Que a primeira parte é verdade, ninguém duvida – Dilma que o diga. Agora, sobre render frutos, talvez Ronaldo tenha se esquecido da África do Sul, com seus estádios padrão-FIFA abandonados, sua seleção medíocre, seu campeonato nacional irrisório e seus favelões a céu aberto.
Mas tudo bem! No parágrafo seguinte, o Fenômeno apresenta um cálculo absolutamente delirante para nos convencer. Veja só: “Vamos imaginar que o país seja uma família e sua renda mensal o orçamento da União em 2014. Essa família tem uma renda mensal de 2.480. Desse orçamento, R$ 188 vão para a saúde e educação dos filhos (!). Essa mesma família, nos últimos sete anos, sem qualquer prejuízo ao orçamento mensal, tirou 3,90 da ‘poupança’ e investiu num negócio, que vai gerar empregos e pagar impostos”.
Qual a conclusão brilhante que Ronaldo tira daí? Simples: que é absolutamente trivial o fato de um banco estatal (BNDES) torrar 3,8 bilhões na construção de mega-arenas, mesmo em se tratando de um país que figura em 58º lugar em um ranking de educação onde concorrem 65 países. Afinal, em seu mundo, é possível uma família educar os filhos (atenção para o plural) com apenas R$ 188 – mesmo que os hospitais e escolas públicas encontrem-se em situação periclitante, e os professores do Estado do Rio de Janeiro tenham acabado de protagonizar uma greve histórica.
Mas não para por aí: o Fenômeno também acha normal o fato dos “governos locais” investirem “valor semelhante” em obras para a Copa, já que, posteriormente, vão “lucrar” (?) muito. Como exemplo desse ótimo negócio, nosso articulista cita Porto Alegre, cujo PIB crescerá supostos 500 milhões de reais após a Copa.
Eu, no entanto, ainda sou do tempo em que o Estado não era empresa, e não entendo porque governos deveriam lucrar. Afinal, PIB se calcula a partir de produção e investimentos, sem necessariamente significar qualquer melhoria social. Prova disso é a China: simultaneamente um dos maiores PIBs do mundo e um dos maiores índices de mão-de-obra escrava já registrados na História.
E, aqui, chegamos ao ponto nevrálgico do argumento de Ronaldo: fluxo de capital em um país não significa melhoria da qualidade de vida do povo!
Se alguém se beneficiará das obras faraônicas exigidas pela FIFA serão os empresários da construção civil.
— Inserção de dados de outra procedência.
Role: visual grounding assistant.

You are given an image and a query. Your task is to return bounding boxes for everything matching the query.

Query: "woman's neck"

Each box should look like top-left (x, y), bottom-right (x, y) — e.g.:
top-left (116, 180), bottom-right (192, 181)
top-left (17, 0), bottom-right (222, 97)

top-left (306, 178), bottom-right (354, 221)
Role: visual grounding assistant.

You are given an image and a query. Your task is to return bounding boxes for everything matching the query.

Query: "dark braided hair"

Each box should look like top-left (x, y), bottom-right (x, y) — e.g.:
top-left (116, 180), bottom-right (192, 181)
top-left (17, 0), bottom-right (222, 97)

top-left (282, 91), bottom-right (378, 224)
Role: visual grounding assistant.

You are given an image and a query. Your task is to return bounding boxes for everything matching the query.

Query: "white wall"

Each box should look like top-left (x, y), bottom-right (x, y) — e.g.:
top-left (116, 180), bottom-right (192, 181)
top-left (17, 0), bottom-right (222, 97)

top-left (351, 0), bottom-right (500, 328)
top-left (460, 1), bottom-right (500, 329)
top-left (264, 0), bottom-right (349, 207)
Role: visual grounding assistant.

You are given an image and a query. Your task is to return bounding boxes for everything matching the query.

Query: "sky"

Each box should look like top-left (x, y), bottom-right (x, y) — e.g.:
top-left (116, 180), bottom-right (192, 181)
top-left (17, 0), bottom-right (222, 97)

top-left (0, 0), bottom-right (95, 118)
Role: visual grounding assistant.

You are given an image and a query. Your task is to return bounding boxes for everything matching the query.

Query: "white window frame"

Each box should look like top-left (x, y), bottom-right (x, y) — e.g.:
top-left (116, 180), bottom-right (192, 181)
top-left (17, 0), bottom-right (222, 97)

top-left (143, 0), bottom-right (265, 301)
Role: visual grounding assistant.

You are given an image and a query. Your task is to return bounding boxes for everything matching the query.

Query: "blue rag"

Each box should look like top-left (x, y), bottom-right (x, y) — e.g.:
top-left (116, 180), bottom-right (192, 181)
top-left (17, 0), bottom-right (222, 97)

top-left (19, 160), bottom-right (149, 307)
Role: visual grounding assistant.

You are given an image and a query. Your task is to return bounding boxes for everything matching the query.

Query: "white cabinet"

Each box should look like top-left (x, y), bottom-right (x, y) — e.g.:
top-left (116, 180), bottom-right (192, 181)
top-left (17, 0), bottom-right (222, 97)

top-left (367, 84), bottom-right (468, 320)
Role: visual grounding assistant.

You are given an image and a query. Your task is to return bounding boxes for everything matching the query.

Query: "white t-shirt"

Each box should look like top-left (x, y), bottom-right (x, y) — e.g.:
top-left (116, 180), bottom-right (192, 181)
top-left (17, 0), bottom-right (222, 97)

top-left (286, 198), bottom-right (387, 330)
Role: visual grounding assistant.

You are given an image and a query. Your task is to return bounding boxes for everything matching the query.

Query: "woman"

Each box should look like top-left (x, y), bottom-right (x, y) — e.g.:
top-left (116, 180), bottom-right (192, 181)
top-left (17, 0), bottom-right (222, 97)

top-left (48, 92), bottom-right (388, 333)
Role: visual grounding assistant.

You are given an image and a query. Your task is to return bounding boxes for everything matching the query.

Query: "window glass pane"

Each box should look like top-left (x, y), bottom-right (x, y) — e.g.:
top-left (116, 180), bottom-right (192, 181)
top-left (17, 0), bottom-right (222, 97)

Se alguém se beneficia da Copa são os donos de hotéis e negócios diversos.
A população trabalhadora, esta continua pagando os impostos que serão investidos nos estádios e obras. Mas também continua sendo despejada da Favela do Metrô, ou da aldeia Maracanã – ou então morrendo em péssimas condições de trabalho, como no caso dos operários de Itaquera.
Mas Ronaldo vive em outro país. Seu Brasil, diz ele, se destaca “em biocombustíveis” (que geraram uma desigualdade fundiária abissal no campo), em “exploração de petróleo” (cuja extração foi vendida para estatais chinesas), em “produção de aviões” (comprando caças da França e privatizando os aeroportos) e tendo uma “agro-indústria que alimenta boa parte do planeta” (fruto de um atraso colonial de 500 anos, que transforma o país em um exportador de commodities).
Assim sendo, porque investir aqueles 3,9 bilhões em educação, não é mesmo? A educação não gera “lucro”… Ou, como já disse o Fenômeno: Copa do Mundo não se faz com escolas.